7 For further statistics on Dryden and others, and for the method by which the counts were made, see the appendix.

8 This last line is of further significance. In the “Dedication” to the Aeneas quoted earlier, Dryden refers to his joining of the “two licenses” of the Alexandrine and the triplet. This line appears to be the first time, in Dryden's writings and in English poetry, that the Alexandrine was combined with the triplet. This technique shows a clear development, too. There are few Alexandrines in Dryden's plays, and none in his other poetry before 1680. In The Medal, Britannia Rediviva, and The Hind and The Panther, about one-third of the triplets end with an Alexandrine.

9 Mark Van Doren, The Poetry of John Dryden (Cambridge, Eng., 1931), was the first to note this technique, and he cites a number of other examples. He also describes Dryden's “turns” in triplets, and the use of the last line to impart a “compendiousness to compliment.” Van Doren's comments (pp. 81–84) are the most sympathetic and detailed analysis of Dryden's triplets available.

10 The Correspondence of Jonathan Swift D.D., ed. F. Elrington Ball (London, 1913), v, 162. A note in Faulkner's edition of Swift's Poems (1735) echoes the statement in this letter, and was probably suggested by Swift. See Poems of Jonathan Swift, ed. Harold Williams (Oxford, 1937)., i, 139–140.

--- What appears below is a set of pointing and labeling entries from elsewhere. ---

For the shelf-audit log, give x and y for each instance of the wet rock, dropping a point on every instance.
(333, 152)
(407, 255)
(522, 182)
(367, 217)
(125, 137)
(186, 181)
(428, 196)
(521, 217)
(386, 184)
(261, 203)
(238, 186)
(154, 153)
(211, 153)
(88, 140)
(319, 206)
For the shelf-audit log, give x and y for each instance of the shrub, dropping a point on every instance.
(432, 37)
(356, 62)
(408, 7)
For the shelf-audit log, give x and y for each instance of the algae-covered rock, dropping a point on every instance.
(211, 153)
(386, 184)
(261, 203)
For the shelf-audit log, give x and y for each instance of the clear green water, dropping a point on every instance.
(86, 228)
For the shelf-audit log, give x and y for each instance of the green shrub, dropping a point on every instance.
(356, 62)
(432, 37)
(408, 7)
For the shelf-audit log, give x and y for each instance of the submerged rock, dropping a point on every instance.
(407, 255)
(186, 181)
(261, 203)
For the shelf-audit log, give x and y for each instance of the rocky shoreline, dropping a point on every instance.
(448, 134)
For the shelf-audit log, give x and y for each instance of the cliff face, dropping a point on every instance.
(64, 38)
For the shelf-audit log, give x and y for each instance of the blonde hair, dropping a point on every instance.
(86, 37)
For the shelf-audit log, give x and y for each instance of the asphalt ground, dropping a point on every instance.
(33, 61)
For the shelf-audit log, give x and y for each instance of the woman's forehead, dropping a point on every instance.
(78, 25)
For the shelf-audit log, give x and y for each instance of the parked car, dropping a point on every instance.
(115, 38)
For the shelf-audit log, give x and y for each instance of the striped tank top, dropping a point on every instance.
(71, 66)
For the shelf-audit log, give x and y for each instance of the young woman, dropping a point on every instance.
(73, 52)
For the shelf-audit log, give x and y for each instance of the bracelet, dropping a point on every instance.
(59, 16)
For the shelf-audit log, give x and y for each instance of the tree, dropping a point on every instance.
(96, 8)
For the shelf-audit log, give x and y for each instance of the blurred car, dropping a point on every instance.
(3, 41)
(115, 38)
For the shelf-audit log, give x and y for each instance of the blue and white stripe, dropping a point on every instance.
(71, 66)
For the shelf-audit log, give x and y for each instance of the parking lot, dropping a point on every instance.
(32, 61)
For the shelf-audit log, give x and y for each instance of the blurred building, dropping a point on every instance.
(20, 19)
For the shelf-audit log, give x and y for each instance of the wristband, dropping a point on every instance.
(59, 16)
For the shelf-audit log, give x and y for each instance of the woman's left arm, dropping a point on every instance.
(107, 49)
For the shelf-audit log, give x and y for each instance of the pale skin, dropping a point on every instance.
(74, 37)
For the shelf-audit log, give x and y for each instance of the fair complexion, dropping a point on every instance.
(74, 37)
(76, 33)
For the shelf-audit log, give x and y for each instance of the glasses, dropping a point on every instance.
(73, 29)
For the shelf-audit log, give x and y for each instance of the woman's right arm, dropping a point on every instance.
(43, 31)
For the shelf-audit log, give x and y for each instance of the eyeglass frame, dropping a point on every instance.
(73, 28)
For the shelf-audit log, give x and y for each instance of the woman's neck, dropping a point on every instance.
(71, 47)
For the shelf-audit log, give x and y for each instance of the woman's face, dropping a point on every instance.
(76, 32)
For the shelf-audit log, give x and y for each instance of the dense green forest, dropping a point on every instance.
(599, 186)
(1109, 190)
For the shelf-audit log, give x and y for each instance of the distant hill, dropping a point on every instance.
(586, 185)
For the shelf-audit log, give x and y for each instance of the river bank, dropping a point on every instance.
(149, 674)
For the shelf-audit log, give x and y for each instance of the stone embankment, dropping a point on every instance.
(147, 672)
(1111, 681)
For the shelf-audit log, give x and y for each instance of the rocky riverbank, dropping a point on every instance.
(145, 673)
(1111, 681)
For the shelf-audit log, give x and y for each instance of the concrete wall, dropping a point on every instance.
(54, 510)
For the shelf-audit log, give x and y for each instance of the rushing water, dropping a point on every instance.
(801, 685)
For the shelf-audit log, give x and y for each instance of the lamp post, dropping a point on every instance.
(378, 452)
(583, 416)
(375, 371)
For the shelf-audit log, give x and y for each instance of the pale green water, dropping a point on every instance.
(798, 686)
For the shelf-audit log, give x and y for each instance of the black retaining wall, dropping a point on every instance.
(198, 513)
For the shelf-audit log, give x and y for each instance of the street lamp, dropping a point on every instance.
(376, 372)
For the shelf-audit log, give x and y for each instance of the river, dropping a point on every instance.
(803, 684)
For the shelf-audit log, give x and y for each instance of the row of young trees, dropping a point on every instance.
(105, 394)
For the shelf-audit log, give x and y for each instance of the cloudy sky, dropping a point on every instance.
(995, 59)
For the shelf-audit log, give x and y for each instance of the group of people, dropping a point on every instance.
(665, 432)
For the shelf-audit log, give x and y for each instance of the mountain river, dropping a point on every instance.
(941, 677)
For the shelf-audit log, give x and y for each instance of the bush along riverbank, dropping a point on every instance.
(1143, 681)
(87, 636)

11 The Correspondence of Alexander Pope, ed. George Sherburn (Oxford, 1956), i, 24. Geoffrey Tillotson, logically enough, shares Pope's view of the triplet; in his study On the Poetry of Pope (Oxford, 1938), p. 106, he attacks Dryden's triplets: “Dryden found the heroic couplet, as he found the tetrameter, too small to turn round in and enlarged it accordingly. He frequently made it a triplet … He does not seem to have been a poet who accommodated an unruly thought to metre by revising the form it had just taken. He was usually more ready to make space for its completion in the line following … The triplet is often in Dryden a mark of slovenliness.” Some triplets of Dryden and his contemporaries are slovenly. Tillotson, however, fails to appreciate the polish achieved within the triplets, and the advantages they provide.

12 Samuel Johnson, Lives of the English Poets, ed. G. B. Hill (Oxford, 1905), i, 467–468.